Elle n'aurait pas su trouver de définition à la normalité. Quelqu'un de normal, ça existait mais ça n'existait pas. Lui n'était pas normal. Il avait deux yeux, un nez, une bouche, mais non, il n'était définitivement pas normal. C'était sans rapport avec le physique. Si on l'avait interrogée sur ce point, elle aurait déclaré que le garçon avait l'œil droit entouré de plaques métalliques et que sur son oreille droite couraient des fils électriques, des petites antennes, mais ce n'était pas si différent de Franky. Elle aurait dit que ses cheveux étaient décolorés, de couleur blanc, mais on voyait les racines noires, mais ce n'était pas si bizarre. Un des ses yeux était comme désincarné, d'un jaune tirant sur le blanc alors que la couleur de l'autre était d'un marron absolument normal mais le pauvre avait peut-être une maladie, d'ailleurs ça devait être ça car des petits fils transparents partaient de son nez pour aller se perdre sous la lourde cape noire.
Ses yeux vous fixaient sans vous fixer. Ils vous voyaient, mais la vision se perdait, mourrait en chemin, avant d'atteindre le garçon. Il était très jeune mais semblait courbé comme un vieillard au crépuscule de sa vie. Il aurait pu être là comme ailleurs. C'est cela qui ne semblait pas normal au yeux de Nami.
L'ombre ouvrit la bouche, et parla d'une voix claire empreinte de vivacité qui semblait en total désaccord avec le corps dont elle provenait. C'était bizarre.
-Je cherche Mugiwara No Luffy.
-C'est moi, dit Luffy, d'un ton ferme.
-Ah je t'avais pas vu, dit-il, se transformant subitement en un gamin. Nami n'avait pas remarqué que la cape était rapiécée et qu'elle était beaucoup trop grande pour le garçon.
-Qu'est-ce que tu veux gamin ? intervint Zorro, qui ne s'était pas laisser démonter par l'arrivée de l'inconnu.
-Vous venez de pénétrer dans le pays d'Eck. Mon nom est Nekkan Paris. Je suis un chasseur de prime à la solde du gouvernement local.

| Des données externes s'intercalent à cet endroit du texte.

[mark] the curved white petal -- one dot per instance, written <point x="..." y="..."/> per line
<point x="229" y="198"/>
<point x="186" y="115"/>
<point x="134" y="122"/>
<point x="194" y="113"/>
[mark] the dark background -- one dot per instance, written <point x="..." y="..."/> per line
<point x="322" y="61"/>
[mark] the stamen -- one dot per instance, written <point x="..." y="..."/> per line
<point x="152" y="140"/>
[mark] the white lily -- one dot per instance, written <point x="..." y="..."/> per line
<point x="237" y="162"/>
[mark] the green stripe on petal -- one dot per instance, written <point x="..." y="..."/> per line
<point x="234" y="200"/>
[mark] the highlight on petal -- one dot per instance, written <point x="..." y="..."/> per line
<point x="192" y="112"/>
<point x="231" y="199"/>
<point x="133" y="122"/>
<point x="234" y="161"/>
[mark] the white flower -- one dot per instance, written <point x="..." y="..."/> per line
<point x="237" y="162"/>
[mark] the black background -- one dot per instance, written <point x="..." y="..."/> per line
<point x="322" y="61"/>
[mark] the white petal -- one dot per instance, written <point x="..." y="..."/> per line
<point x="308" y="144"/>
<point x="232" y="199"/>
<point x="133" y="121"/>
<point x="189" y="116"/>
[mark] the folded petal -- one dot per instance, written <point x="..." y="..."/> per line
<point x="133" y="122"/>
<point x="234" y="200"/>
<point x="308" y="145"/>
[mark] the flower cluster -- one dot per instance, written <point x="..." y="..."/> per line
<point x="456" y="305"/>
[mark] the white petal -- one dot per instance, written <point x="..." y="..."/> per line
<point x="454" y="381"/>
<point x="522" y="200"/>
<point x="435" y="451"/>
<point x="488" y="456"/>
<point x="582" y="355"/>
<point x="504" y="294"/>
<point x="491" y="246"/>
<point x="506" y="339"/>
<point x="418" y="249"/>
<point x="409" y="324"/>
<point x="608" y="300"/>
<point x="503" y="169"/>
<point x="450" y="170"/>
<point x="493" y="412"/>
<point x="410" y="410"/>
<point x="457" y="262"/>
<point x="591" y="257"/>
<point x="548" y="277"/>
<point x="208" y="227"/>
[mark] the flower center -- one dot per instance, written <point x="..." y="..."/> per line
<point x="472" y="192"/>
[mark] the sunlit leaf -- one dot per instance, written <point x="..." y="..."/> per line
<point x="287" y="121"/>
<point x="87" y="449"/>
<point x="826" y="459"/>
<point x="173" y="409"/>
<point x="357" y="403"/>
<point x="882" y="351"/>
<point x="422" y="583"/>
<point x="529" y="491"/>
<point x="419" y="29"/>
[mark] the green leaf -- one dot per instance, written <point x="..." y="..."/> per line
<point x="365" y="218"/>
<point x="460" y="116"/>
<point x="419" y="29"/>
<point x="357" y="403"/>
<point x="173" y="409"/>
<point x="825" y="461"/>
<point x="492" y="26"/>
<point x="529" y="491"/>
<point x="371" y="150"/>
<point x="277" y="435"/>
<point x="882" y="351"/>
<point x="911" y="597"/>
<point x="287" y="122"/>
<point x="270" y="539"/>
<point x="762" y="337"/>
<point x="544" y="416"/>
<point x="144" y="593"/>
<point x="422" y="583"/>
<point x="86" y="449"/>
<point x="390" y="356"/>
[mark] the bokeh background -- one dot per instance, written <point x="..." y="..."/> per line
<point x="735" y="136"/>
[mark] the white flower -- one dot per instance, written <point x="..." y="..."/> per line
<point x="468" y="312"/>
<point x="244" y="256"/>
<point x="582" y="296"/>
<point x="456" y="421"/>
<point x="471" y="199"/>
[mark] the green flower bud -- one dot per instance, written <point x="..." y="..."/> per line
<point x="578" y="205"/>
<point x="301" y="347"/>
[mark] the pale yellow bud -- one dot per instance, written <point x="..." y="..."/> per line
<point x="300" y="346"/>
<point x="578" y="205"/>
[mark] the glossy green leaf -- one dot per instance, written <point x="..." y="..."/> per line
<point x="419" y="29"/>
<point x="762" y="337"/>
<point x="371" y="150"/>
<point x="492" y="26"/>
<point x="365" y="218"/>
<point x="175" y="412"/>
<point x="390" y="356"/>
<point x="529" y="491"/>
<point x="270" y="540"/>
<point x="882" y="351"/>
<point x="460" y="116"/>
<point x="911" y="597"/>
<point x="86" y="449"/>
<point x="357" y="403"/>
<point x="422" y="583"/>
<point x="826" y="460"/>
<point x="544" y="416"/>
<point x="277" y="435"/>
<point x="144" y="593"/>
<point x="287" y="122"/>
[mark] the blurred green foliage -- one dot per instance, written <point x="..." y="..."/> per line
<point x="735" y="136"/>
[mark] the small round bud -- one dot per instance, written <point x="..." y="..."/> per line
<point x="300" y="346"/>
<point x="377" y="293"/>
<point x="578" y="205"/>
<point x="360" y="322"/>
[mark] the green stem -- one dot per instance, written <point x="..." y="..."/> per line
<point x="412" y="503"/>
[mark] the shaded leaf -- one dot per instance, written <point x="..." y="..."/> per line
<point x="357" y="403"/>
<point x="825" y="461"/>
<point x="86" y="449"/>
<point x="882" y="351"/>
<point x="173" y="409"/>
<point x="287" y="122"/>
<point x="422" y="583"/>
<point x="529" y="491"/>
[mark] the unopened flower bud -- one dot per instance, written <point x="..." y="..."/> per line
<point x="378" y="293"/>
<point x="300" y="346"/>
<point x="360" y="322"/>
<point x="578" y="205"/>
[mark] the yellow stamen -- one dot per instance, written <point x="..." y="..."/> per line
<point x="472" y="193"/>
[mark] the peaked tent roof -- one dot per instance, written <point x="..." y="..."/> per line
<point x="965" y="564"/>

-T'es venu pour nous conduire au gouvernement alors ? Dit Luffy. Désolé, mais ça risque de poser problème, ajouta-t-il avec un sourire carnassier, en faisant craquer ses jointures.
-Oh je n'en doute pas, répliqua Nekkan Paris le chasseur de prime. Mais en fait je ne suis pas venu pour ça. Je suis juste venu pour me battre contre toi, Mugiwara No Luffy.